I made the three-hour bus trip from State College to Pittsburgh for the weekend, excited to see my brother’s basketball team take on the highly-ranked Jeannette Jayhawks in the second round of the Western Pennsylvania Interscholastic Athletic League (WPIAL) playoffs.
And, of course, I wanted to see Terrelle Pryor with my own eyes.
For months, I had heard about the 6-foot-6-inch quarterback from Jeannette High School who could run the 40-yard dash in 4.4 seconds. The talk increased when he decided not to sign a Letter of Intent on National Signing Day.
A true athlete, Pryor had been dominating on the basketball court, while waiting to make a decision on which college he would attend. It seemed to be the general consensus that Pryor’s decision to take more time to pick a college was a good sign for Penn State.

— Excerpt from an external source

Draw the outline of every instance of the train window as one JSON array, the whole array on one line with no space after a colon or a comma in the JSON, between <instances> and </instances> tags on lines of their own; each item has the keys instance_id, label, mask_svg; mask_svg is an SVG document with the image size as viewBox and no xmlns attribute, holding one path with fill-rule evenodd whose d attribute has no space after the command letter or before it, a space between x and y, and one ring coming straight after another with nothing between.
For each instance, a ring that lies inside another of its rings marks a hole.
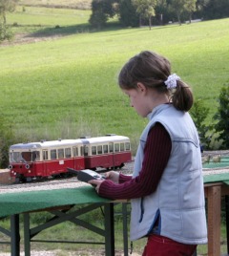
<instances>
[{"instance_id":1,"label":"train window","mask_svg":"<svg viewBox=\"0 0 229 256\"><path fill-rule=\"evenodd\" d=\"M77 157L77 156L78 156L78 148L73 147L73 157Z\"/></svg>"},{"instance_id":2,"label":"train window","mask_svg":"<svg viewBox=\"0 0 229 256\"><path fill-rule=\"evenodd\" d=\"M65 149L65 158L70 159L71 158L71 148L68 147Z\"/></svg>"},{"instance_id":3,"label":"train window","mask_svg":"<svg viewBox=\"0 0 229 256\"><path fill-rule=\"evenodd\" d=\"M22 152L21 161L31 161L31 152L26 151Z\"/></svg>"},{"instance_id":4,"label":"train window","mask_svg":"<svg viewBox=\"0 0 229 256\"><path fill-rule=\"evenodd\" d=\"M52 160L56 160L56 149L52 149L51 150L51 159Z\"/></svg>"},{"instance_id":5,"label":"train window","mask_svg":"<svg viewBox=\"0 0 229 256\"><path fill-rule=\"evenodd\" d=\"M108 145L103 145L103 153L108 153Z\"/></svg>"},{"instance_id":6,"label":"train window","mask_svg":"<svg viewBox=\"0 0 229 256\"><path fill-rule=\"evenodd\" d=\"M109 143L109 152L114 152L114 144L113 143Z\"/></svg>"},{"instance_id":7,"label":"train window","mask_svg":"<svg viewBox=\"0 0 229 256\"><path fill-rule=\"evenodd\" d=\"M119 146L120 146L120 145L117 144L117 143L114 144L114 151L115 151L115 152L119 152Z\"/></svg>"},{"instance_id":8,"label":"train window","mask_svg":"<svg viewBox=\"0 0 229 256\"><path fill-rule=\"evenodd\" d=\"M97 154L101 155L102 154L102 146L97 146Z\"/></svg>"},{"instance_id":9,"label":"train window","mask_svg":"<svg viewBox=\"0 0 229 256\"><path fill-rule=\"evenodd\" d=\"M40 152L39 151L33 151L31 153L31 158L33 161L40 160Z\"/></svg>"},{"instance_id":10,"label":"train window","mask_svg":"<svg viewBox=\"0 0 229 256\"><path fill-rule=\"evenodd\" d=\"M125 143L125 146L126 146L126 150L130 150L130 149L131 149L131 144L130 144L130 142L126 142L126 143Z\"/></svg>"},{"instance_id":11,"label":"train window","mask_svg":"<svg viewBox=\"0 0 229 256\"><path fill-rule=\"evenodd\" d=\"M21 152L11 152L10 161L10 162L20 162L21 161Z\"/></svg>"},{"instance_id":12,"label":"train window","mask_svg":"<svg viewBox=\"0 0 229 256\"><path fill-rule=\"evenodd\" d=\"M96 146L92 146L92 155L96 155Z\"/></svg>"},{"instance_id":13,"label":"train window","mask_svg":"<svg viewBox=\"0 0 229 256\"><path fill-rule=\"evenodd\" d=\"M84 146L84 156L88 156L88 147Z\"/></svg>"},{"instance_id":14,"label":"train window","mask_svg":"<svg viewBox=\"0 0 229 256\"><path fill-rule=\"evenodd\" d=\"M64 149L58 148L58 159L64 159Z\"/></svg>"},{"instance_id":15,"label":"train window","mask_svg":"<svg viewBox=\"0 0 229 256\"><path fill-rule=\"evenodd\" d=\"M43 155L43 160L48 160L48 150L43 150L42 155Z\"/></svg>"}]
</instances>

On Feb. 16, I arrived at the Baldwin High School gymnasium with my family and the families of my brother’s teammates at about 10:30 a.m. for a noon tip-off. Spectators started filtering in shortly after, anticipating a sell-out crowd.
The South Fayette fans saw a hard-fought game, worth every penny of the $6 they paid to spectate. Both sides played their hearts out through four periods and overtime. In Pryor, they saw a tremendous athlete—fast, strong, and agile.
They also saw one of the most disgusting and, quite frankly, disappointing displays of unsportsmanlike behavior they’d ever witnessed. It started before the tip-off and lasted well after the final buzzer.
He never properly was rebuked for it by the refs or by his own coach. Perhaps it was because he is considered by many to be the Prince of the WPIAL, the Duke of High School Sports, or the Lord of Gridiron.
In any case, I can’t remember when athletic prowess became a free pass to act like a jerk.
Pryor taunted the South Fayette players/coaches with a condescending laugh as they filed into the gym for the pregame shoot-around.
His Royal Highness then took time out of his warm-up to threaten the South Fayette student section, comprised of no more than 50 students, one of whom was dressed like Ohio State football head coach Jim Tressel.
“I’m going to kill you, motherf*ckers. I’ll see you after the game."
At the end of warm-ups, Pryor threw a basketball into the student section, where it hit an elementary school student.
Although he was quite busy with a basketball game, he was kind enough to take the time to repeat this threat at the student section throughout the game.
As the starting lineups were called, all of the players shook the opposing coach’s hand—except Pryor. He pulled his hand away and turned his head as South Fayette coach Rich Bonnaure reached out to shake it.
On the court, Pryor scored 24 points and had 21 rebounds. He also used a variety of racial slurs against the player guarding him.
After the game, the teams lined up for the usual postgame handshakes. Pryor went down the line and said, “You f*cking suck” to all the South Fayette players.
He then went over to the South Fayette student section and continued his threat of bodily harm and invited them to meet him in the hallway after the game, until a Whitehall policeman told him to stop, and his teammates finally pulled him away.
It is disturbing behavior for such a highly-touted recruit.
Two South Fayette students were ejected from the game for swearing at the refs. Shouldn’t the players be held to the same standard of behavior, if not a higher one? I have attended dozens of high school basketball games, but I have never seen another player’s behavior even closely resemble that of Pryor’s that day.
Perhaps more disturbing than Pryor’s behavior was the fact that his coaches and the referees allowed it to continue.
As lifelong Penn State fans, my family and I were very disappointed by what we saw in Pryor that weekend.
Pryor is obviously an amazing athlete. Everything that has been said about his speed and strength has not been exaggerated. Yesterday, in the WPIAL championship game against Beaver Falls, Pryor came up with 39 points, 24 rebounds, 10 blocked shots, and 6 assists. The win came just two months after Pryor led Jeannette’s football team to a state championship.
His behavior, however, leaves much to be desired. We can only hope that it is not too late for Pryor to learn some humility and decorum in college.